Diğer taraftan, işyerinde hizmet akdine dayalı zorunlu sigortalı olarak 506 sayılı Kanun hükümleri kapsamında çalıştırılanların, aynı işyerinde ara vermeksizin/kesintisiz 5434 sayılı Kanuna tabi çalışmalarını sürdürmeleri durumunda, 506 sayılı Kanunun 79/10. maddesi gereğince açılan tespit davaları yönünden hak düşürücü süre irdelenirken, sosyal güvenlik hakkının anayasal güvenceye sahip, vazgeçilmez temel insan haklarından olması, sosyal güvenlik ile ilgili tüm kurumların 20.05.2006 tarihinde yürürlüğe giren 5502 sayılı Sosyal Güvenlik Kurumu Kanunu ile tek çatı altında birleştirilmesi olgusu ve “sigortalı yararına yorum” ilkesi birlikte gözetildiğinde, anılan maddedeki “hizmet” kavramının, “her iki kanun hükümleri kapsamında kesintisiz gerçekleşen çalışma” olarak anlaşılması ve buna göre değerlendirme yapılması, başka bir anlatımla, hak düşürücü süre başlangıcında, 5434 sayılı Kanuna tabi çalışmanın sona erdiği güne ait yılın sonunun esas alınması gerekmekte olup nitekim Yargıtay Hukuk Genel Kurulu’nun, 27.04.2011 gün ve 2011/10-52 Esas - 2011/221 Karar sayılı, 28.09.2011 gün ve 2011/10-441 Esas - 2011/574 Karar sayılı, 07.12.2011 gün ve 2011/10-641 Esas - 2011/741 Karar sayılı, 08.02.2012 gün ve 2011/10-587 Esas - 2012/59 Karar sayılı, 15.02.2012 gün ve 2011/10-751 Esas - 2012/68 Karar sayılı, 21.03.2012 gün ve 2012/10-15 Esas - 2012/228 Karar sayılı ilamlarında da aynı yaklaşım ve görüş benimsenmiştir.

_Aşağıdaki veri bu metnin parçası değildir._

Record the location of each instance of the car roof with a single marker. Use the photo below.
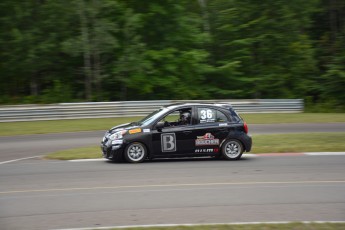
(176, 105)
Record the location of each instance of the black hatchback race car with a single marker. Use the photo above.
(180, 130)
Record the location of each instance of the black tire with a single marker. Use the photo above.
(117, 158)
(135, 152)
(232, 149)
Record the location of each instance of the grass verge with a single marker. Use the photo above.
(58, 126)
(289, 226)
(273, 143)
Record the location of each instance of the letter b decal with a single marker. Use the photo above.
(168, 141)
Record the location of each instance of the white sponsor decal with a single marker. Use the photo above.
(207, 139)
(168, 141)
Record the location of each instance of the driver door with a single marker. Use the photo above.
(174, 138)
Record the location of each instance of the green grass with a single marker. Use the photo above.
(301, 142)
(274, 118)
(273, 143)
(58, 126)
(88, 152)
(289, 226)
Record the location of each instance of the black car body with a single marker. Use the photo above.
(180, 130)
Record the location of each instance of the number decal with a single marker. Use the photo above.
(206, 115)
(203, 114)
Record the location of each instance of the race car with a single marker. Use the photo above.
(180, 130)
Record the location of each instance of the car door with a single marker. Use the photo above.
(211, 129)
(174, 138)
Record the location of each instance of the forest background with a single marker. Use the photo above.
(108, 50)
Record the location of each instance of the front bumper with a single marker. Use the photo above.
(110, 148)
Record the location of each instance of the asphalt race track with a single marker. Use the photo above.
(52, 195)
(17, 147)
(44, 194)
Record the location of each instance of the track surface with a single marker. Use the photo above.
(38, 194)
(32, 145)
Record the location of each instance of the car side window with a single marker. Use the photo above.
(208, 115)
(178, 117)
(221, 117)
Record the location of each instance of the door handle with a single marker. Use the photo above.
(187, 132)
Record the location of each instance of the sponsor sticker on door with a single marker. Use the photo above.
(168, 141)
(207, 139)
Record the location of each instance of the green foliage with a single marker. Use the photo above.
(53, 51)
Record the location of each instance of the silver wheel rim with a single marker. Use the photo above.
(136, 152)
(233, 149)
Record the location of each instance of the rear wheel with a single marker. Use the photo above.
(232, 149)
(135, 152)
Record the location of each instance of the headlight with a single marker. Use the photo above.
(117, 135)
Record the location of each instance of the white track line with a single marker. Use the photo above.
(206, 224)
(19, 159)
(87, 160)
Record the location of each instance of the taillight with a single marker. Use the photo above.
(245, 126)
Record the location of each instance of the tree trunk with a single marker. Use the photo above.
(86, 51)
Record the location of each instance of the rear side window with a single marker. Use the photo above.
(234, 116)
(208, 115)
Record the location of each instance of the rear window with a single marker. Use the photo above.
(208, 115)
(234, 116)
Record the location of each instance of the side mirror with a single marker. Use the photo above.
(160, 125)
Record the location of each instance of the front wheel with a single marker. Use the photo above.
(135, 152)
(232, 150)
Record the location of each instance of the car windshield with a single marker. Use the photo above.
(152, 117)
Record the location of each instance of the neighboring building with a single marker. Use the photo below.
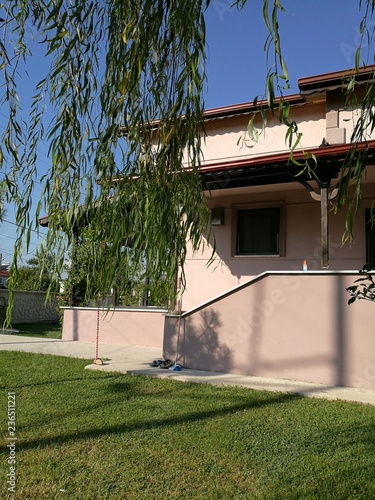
(255, 310)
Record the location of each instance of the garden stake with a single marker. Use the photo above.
(97, 360)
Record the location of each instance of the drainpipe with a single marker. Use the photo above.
(324, 197)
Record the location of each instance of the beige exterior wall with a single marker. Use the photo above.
(301, 241)
(286, 325)
(224, 139)
(130, 326)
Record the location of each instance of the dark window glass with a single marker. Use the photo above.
(258, 231)
(370, 239)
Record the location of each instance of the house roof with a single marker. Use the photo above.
(278, 168)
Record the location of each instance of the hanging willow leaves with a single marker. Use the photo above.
(122, 86)
(125, 86)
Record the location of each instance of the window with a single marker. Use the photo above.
(370, 239)
(258, 231)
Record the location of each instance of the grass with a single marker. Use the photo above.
(88, 435)
(45, 330)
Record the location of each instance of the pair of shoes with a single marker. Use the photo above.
(166, 364)
(156, 362)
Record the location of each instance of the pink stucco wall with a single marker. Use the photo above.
(133, 326)
(302, 235)
(286, 325)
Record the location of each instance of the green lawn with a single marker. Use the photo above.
(46, 330)
(92, 435)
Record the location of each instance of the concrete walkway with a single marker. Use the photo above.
(135, 360)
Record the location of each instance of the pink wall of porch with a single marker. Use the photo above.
(302, 236)
(286, 325)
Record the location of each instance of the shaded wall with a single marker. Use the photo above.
(286, 325)
(130, 326)
(30, 307)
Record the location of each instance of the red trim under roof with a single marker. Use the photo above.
(327, 151)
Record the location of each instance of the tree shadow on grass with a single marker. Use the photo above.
(150, 424)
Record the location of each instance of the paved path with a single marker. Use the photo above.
(135, 360)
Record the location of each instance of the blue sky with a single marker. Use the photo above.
(317, 36)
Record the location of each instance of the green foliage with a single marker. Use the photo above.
(104, 126)
(123, 80)
(130, 287)
(37, 275)
(364, 290)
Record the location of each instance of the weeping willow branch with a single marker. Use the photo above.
(121, 102)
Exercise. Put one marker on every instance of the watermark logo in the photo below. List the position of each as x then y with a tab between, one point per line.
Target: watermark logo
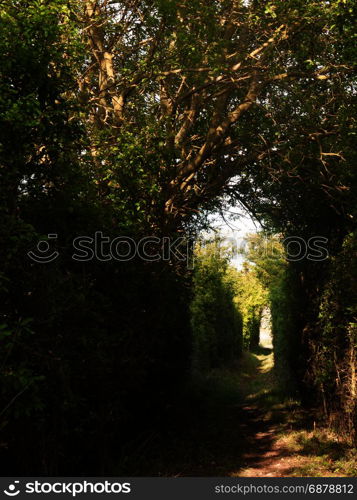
43	254
12	490
102	248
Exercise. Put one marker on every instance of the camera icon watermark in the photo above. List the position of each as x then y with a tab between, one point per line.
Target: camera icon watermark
42	254
12	490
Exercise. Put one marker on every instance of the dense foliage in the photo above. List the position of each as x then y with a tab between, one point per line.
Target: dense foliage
215	318
135	118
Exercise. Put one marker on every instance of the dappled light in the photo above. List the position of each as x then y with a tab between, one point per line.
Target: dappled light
178	206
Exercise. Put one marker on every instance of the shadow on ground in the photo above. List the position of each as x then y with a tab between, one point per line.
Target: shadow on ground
217	428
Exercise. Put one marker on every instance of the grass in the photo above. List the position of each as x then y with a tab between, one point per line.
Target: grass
236	422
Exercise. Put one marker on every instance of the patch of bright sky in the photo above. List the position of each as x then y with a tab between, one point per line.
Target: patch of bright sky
234	226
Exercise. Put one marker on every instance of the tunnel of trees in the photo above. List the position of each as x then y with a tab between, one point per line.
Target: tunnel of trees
138	119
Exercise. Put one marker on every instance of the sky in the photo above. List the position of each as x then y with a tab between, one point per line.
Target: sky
234	225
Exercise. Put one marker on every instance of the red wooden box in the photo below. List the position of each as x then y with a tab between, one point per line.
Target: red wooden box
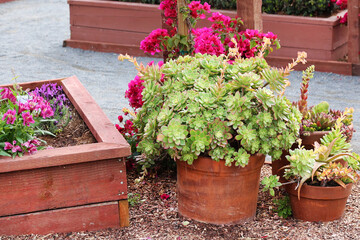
67	189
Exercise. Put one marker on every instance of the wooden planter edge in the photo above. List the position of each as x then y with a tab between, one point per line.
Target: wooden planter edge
111	143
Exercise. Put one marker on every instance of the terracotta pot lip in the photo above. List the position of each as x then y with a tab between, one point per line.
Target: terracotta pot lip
318	192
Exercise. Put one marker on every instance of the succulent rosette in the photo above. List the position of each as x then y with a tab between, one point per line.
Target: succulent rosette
208	105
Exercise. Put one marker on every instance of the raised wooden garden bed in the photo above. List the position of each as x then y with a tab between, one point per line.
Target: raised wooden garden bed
77	188
111	26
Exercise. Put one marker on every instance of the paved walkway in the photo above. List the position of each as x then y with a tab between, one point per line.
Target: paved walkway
31	35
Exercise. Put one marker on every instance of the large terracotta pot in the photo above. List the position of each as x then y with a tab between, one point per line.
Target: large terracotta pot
208	191
318	203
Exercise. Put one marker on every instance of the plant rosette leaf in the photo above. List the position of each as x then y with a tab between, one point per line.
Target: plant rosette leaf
206	105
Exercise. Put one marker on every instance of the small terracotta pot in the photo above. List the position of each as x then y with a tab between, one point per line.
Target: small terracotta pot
208	191
318	203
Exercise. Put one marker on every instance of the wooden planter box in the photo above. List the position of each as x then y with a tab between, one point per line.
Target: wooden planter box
321	38
111	26
77	188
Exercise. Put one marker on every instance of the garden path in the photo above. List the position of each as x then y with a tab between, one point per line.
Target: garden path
31	35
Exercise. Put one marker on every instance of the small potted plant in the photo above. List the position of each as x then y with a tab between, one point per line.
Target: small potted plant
217	117
320	179
317	121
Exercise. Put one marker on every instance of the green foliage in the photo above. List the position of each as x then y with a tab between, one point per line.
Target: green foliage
270	183
206	106
299	7
283	207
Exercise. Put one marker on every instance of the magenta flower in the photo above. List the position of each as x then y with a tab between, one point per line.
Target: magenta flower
10	116
206	41
134	92
14	148
6	93
28	119
165	196
154	42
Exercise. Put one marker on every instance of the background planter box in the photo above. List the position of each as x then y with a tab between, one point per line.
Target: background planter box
111	26
321	38
77	188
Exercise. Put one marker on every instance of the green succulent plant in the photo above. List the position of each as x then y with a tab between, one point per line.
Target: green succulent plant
325	164
207	105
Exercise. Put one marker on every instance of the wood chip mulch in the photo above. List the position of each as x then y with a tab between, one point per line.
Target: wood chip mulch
154	218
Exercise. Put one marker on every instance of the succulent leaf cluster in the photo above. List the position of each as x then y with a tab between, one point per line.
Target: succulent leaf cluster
207	105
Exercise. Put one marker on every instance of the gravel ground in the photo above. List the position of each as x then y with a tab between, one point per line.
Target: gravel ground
31	35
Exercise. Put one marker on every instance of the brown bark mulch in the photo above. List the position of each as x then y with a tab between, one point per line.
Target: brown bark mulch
154	218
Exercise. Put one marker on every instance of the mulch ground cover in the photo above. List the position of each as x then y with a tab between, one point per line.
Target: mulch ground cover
152	217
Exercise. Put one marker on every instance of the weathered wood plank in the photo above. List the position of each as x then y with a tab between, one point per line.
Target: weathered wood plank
82	218
100	35
96	120
64	156
62	186
124	213
354	35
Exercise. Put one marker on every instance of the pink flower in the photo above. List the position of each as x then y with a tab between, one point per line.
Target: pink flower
14	148
206	41
165	196
28	119
197	9
6	93
10	116
169	22
169	7
154	42
134	92
160	63
23	107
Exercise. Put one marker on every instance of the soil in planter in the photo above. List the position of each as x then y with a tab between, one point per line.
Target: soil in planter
75	133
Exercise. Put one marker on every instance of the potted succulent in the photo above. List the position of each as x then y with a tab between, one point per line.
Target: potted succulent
317	121
320	179
217	117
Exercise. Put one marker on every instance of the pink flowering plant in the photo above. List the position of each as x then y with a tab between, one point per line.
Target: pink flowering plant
21	113
213	40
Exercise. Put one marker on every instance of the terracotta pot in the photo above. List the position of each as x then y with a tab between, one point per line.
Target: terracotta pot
208	191
76	188
318	203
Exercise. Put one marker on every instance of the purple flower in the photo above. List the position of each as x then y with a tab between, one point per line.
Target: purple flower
28	119
14	148
10	116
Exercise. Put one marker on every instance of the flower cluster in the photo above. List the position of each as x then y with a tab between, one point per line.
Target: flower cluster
54	94
214	40
197	9
20	115
206	41
133	93
169	7
154	42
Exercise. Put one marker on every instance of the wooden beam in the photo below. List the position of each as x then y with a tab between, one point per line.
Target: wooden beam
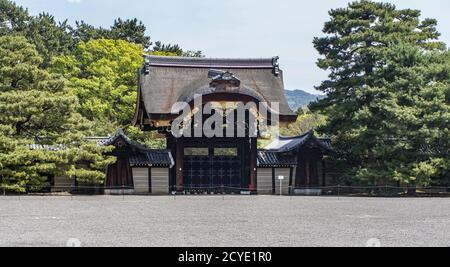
253	164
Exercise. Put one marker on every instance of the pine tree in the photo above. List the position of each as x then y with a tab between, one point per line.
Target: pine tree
36	114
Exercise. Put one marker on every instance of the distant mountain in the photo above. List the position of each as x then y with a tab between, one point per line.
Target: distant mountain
300	99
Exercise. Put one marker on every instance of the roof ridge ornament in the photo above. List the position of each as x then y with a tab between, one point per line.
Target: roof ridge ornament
276	65
223	79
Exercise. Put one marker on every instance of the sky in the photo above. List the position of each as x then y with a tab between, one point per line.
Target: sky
234	28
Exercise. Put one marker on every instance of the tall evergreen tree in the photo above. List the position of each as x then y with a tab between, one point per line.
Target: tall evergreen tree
36	115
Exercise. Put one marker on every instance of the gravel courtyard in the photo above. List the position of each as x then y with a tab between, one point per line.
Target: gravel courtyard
223	221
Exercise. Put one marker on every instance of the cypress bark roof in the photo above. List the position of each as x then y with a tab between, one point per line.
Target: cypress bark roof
286	144
167	80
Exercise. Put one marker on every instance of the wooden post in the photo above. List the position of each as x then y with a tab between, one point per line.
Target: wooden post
324	174
179	165
253	164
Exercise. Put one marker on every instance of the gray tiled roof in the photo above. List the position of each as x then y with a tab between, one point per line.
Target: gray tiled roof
152	158
167	80
285	144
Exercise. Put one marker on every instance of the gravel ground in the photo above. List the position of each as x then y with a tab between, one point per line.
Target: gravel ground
212	221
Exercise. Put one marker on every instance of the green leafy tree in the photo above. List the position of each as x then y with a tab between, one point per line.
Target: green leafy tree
36	113
130	30
369	109
161	49
50	37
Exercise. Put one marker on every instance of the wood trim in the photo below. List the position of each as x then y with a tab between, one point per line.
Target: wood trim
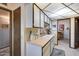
20	33
10	28
39	15
69	30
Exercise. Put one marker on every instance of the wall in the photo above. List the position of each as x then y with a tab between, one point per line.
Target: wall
72	32
54	30
13	6
66	27
4	37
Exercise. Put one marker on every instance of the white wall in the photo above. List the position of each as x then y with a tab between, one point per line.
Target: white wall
54	30
4	37
13	6
66	25
72	32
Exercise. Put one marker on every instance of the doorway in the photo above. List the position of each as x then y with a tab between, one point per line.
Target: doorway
5	32
77	32
63	32
17	32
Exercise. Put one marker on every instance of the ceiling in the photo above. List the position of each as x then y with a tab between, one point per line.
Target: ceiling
4	17
60	10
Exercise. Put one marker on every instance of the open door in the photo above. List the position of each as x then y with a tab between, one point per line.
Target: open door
17	32
5	32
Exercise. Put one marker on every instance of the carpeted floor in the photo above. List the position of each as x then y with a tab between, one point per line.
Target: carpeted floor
64	45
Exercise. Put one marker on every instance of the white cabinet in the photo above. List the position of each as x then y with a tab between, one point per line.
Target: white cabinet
46	50
42	19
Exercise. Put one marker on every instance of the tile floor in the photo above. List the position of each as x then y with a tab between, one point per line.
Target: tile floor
64	45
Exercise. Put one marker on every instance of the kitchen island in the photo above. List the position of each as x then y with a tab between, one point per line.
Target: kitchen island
43	46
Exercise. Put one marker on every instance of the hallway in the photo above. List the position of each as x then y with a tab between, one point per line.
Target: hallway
4	52
64	45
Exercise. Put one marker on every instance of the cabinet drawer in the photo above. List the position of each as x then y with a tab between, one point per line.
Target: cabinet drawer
46	50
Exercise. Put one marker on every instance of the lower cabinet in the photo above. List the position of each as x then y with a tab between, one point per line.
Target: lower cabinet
46	50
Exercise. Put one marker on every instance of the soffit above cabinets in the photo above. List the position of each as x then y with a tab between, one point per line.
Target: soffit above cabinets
54	7
61	10
74	6
42	5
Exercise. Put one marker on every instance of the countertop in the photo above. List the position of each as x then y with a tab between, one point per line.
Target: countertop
41	41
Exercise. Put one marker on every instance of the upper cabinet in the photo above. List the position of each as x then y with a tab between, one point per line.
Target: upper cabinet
36	16
42	19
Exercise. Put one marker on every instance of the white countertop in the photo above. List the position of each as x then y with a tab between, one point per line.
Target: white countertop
42	40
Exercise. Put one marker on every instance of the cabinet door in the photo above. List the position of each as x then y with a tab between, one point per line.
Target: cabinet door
52	44
46	50
42	19
36	16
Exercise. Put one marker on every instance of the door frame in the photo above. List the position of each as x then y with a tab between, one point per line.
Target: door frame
20	30
10	38
69	30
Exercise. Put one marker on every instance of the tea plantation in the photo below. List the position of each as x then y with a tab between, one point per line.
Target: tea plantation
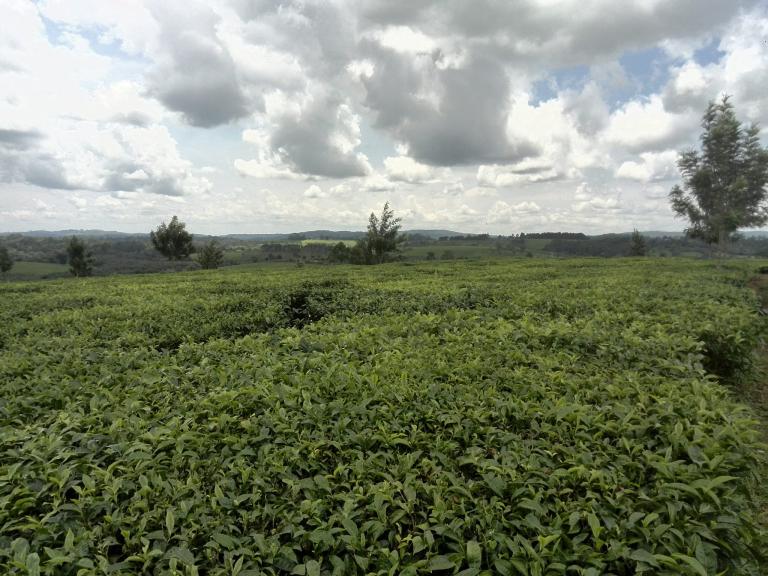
522	418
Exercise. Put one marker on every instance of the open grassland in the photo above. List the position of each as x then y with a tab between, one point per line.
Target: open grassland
529	417
34	270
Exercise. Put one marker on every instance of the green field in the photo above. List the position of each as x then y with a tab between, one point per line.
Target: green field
524	417
36	270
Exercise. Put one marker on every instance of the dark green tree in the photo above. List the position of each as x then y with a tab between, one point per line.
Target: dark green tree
211	256
172	240
6	262
340	252
382	237
638	246
80	260
724	183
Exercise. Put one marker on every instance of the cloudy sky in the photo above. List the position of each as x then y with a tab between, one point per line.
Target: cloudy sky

Yukarıdaki açıklamalar ışığında yapılan değerlendirmede 08.05.1997 gününden itibaren aralıksız süregelen aynı işverene bağlı okullardaki 5434 sayılı Kanun kapsamındaki istihdam dikkate alındığında, 01.09.1993 – 08.05.1997 tarihleri arasında kesintisiz çalışma iddiası kanıtlandığı takdirde, anılan döneme ilişkin istemin hak düşürücü süreye uğramayacağı belirgindir.
Bu maddi ve hukuki olgular göz önünde bulundurularak söz konusu dönem yönünden işin esasına girilip toplanan delillerden elde edilecek sonuca göre hüküm kurulması gerekirken, mahkemece yanılgılı değerlendirme sonucu davanın tümden reddine karar verilmesi, usul ve yasaya aykırı olup bozma nedenidir.
O halde, davacının bu yönleri amaçlayan temyiz itirazları kabul edilmeli ve hüküm bozulmalıdır.
S O N U Ç : Temyiz edilen hükmün yukarıda açıklanan nedenlerle BOZULMASINA, temyiz harcının isteği durumunda davacıya geri verilmesine, 11.09.2014 gününde oybirliğiyle karar verildi.